Rowles was fitted with Össur's RHEO KNEE XC and Pro-Flex foot, a combination that is ideal for people who have undergone osseointegration, says Merredith Gonzalez, area manager of prosthetics for Össur Americas, Foothill Ranch, California. Rowles' prosthetist connected the knee and foot to the adapter cemented into Rowles' femur and then completed standard alignment and automatic knee programming to customize the knee to his walking style, Gonzalez says. "Basically, the same process that a traditional socket suspension amputee would go through," she says.

The RHEO KNEE XC automatically adapts and adjusts to different conditions and activities while the Pro-Flex foot has 27 degrees of ankle motion, says Russ Marable, product marketing manager for Össur Americas. Having a smooth knee and foot is important for osseointegration patients, he says.

"In traditional socket suspension, you usually have a soft silicone cushion between the hard socket and amputee's limb," he says. "Osseointegration patients are exquisitely sensitive to impact on their limb since the prosthesis is directly connected to their bone. They typically want a leg that is both dynamic and smooth, not hard and bone-jarring."

Graham says she helped assess Rowles with an older knee and then with the newer, proposed RHEO KNEE XC so they could get it approved by his insurance.

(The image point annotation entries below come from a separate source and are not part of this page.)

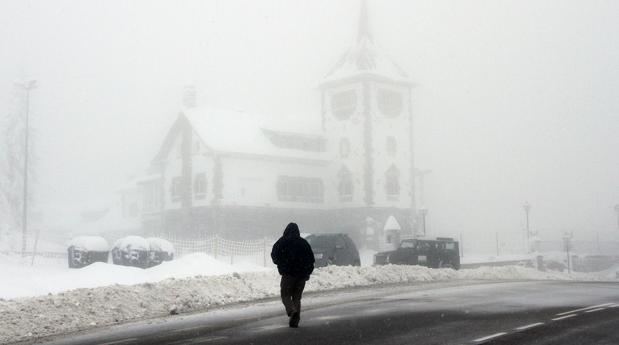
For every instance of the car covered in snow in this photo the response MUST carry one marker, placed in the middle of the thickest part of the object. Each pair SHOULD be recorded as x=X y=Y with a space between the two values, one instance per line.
x=441 y=252
x=131 y=251
x=334 y=249
x=159 y=250
x=85 y=250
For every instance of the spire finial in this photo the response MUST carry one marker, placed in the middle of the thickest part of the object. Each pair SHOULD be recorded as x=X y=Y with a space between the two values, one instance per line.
x=364 y=22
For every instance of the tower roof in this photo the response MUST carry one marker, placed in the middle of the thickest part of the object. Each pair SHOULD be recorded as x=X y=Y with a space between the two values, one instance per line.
x=365 y=59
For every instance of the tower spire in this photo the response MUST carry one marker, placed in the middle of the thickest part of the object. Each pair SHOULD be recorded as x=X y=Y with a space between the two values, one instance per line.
x=364 y=22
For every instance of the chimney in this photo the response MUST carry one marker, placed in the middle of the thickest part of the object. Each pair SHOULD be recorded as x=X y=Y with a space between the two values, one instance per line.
x=189 y=96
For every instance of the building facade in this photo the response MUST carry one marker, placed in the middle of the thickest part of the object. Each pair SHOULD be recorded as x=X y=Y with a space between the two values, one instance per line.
x=224 y=172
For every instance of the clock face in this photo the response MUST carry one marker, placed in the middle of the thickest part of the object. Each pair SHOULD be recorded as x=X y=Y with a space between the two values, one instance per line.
x=389 y=103
x=344 y=104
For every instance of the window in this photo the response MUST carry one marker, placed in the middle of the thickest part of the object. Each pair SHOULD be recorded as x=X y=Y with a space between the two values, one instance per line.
x=343 y=104
x=176 y=187
x=344 y=147
x=199 y=185
x=392 y=183
x=133 y=210
x=392 y=146
x=151 y=194
x=300 y=189
x=345 y=186
x=389 y=102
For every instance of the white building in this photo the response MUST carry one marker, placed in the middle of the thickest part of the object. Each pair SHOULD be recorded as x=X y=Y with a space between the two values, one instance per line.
x=222 y=171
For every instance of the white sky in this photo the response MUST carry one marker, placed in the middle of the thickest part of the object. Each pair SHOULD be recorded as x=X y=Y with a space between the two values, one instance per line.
x=515 y=100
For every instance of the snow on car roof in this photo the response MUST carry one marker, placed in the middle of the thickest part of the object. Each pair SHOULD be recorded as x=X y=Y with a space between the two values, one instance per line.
x=89 y=243
x=132 y=242
x=160 y=245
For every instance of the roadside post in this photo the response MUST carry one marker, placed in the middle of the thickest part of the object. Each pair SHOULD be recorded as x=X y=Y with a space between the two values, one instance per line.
x=567 y=244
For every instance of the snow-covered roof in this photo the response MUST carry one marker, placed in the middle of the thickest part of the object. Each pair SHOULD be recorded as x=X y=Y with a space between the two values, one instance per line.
x=111 y=221
x=365 y=59
x=392 y=224
x=235 y=131
x=160 y=245
x=89 y=243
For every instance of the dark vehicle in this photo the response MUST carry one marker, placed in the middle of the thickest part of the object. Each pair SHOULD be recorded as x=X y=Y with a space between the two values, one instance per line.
x=442 y=252
x=334 y=249
x=131 y=251
x=85 y=250
x=160 y=250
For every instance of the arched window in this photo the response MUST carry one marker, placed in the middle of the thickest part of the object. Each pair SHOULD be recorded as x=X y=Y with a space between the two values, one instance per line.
x=392 y=183
x=345 y=186
x=343 y=104
x=199 y=185
x=392 y=146
x=389 y=102
x=344 y=147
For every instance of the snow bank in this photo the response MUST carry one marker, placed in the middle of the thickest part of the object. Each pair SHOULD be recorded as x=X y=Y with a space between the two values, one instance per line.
x=89 y=243
x=53 y=276
x=25 y=318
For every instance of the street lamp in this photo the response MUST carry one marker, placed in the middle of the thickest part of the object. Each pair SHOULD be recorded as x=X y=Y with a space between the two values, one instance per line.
x=27 y=87
x=423 y=211
x=527 y=209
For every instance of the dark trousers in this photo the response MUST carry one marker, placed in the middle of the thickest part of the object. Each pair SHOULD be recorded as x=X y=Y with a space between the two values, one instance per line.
x=291 y=291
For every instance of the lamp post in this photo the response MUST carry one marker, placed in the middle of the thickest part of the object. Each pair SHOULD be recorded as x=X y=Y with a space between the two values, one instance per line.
x=27 y=87
x=423 y=211
x=527 y=209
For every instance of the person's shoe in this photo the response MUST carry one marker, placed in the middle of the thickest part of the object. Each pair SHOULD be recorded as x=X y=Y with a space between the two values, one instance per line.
x=294 y=320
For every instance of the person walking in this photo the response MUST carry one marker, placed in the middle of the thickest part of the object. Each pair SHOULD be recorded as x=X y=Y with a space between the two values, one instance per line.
x=295 y=262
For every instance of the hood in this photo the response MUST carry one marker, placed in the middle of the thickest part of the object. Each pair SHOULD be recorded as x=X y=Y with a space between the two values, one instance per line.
x=292 y=230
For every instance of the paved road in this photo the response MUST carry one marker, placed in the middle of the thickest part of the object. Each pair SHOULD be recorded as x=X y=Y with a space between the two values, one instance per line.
x=435 y=313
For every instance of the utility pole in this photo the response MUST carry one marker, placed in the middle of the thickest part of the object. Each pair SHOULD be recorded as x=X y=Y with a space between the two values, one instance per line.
x=527 y=208
x=424 y=213
x=567 y=243
x=27 y=87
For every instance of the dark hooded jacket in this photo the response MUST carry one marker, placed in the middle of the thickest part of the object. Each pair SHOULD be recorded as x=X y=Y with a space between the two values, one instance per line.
x=292 y=254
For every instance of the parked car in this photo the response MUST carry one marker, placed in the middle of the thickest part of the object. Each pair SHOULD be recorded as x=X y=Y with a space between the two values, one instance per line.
x=131 y=251
x=441 y=252
x=85 y=250
x=334 y=249
x=159 y=250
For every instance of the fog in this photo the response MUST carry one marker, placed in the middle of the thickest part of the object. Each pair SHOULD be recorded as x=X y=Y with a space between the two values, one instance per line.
x=513 y=101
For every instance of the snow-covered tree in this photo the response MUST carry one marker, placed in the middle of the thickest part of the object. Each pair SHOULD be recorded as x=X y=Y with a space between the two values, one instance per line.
x=13 y=155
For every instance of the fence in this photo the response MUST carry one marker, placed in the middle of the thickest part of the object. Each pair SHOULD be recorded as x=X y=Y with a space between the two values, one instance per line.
x=220 y=248
x=580 y=247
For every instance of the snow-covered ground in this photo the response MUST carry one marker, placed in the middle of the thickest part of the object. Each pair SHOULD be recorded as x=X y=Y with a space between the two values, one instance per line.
x=52 y=275
x=103 y=294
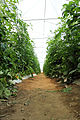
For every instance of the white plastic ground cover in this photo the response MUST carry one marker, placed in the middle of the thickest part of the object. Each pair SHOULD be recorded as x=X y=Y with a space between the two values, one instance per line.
x=23 y=78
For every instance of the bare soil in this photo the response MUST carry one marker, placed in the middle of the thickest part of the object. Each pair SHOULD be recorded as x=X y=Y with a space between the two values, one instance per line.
x=42 y=98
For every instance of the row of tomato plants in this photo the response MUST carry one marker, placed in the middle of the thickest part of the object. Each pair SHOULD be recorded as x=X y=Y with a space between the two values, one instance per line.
x=17 y=57
x=63 y=51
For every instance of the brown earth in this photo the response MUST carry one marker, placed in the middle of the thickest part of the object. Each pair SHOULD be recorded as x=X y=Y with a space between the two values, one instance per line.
x=41 y=98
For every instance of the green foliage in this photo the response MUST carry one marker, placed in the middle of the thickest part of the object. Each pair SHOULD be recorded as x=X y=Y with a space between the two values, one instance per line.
x=63 y=51
x=16 y=49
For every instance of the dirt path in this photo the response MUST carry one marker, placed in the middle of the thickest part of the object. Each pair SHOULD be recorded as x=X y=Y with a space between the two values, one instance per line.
x=36 y=100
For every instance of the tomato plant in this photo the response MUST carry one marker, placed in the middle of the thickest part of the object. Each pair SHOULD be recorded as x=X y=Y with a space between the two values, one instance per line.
x=63 y=51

"I did repeated work with the old knee and the new knee, and it was such a dramatic difference," she says. "They spent so much on the surgery that the price of a new knee and foot was a drop in the bucket."

When Rowles received the new device, he says it took his prosthetist about 20 minutes to adjust for his height. Then it was snapped in and hasn't given him any trouble since.

The main care necessary for his residual limb with the osseointegrated implant is keeping it clean with peroxide and betadine daily. The connection means he will have a semi-open wound on his leg for the rest of his life, which can be prone to infection if he's not careful.

"I might have to do this for the rest of my life but it's well worth it," he says.

While it has been a good solution for Rowles, experts caution that osseointegration is not for everyone. Patients with diabetes and neurovascular disease tend to have compromised immune systems or vascular problems that wouldn't make it a good choice for the time being.

The best candidates for osseointegration are those who don't have those issues and who may have struggled with sockets for a while, Graham says.

"The first people who get this surgery will be those who have had multiple failures with sockets over the years," she says. "Despite skilled and wonderful prosthetists, some legs are just tricky, through no fault of anyone.

"It's obviously not for every patient. We will still have traditional sockets, but I think it's a game changer for a lot of patients."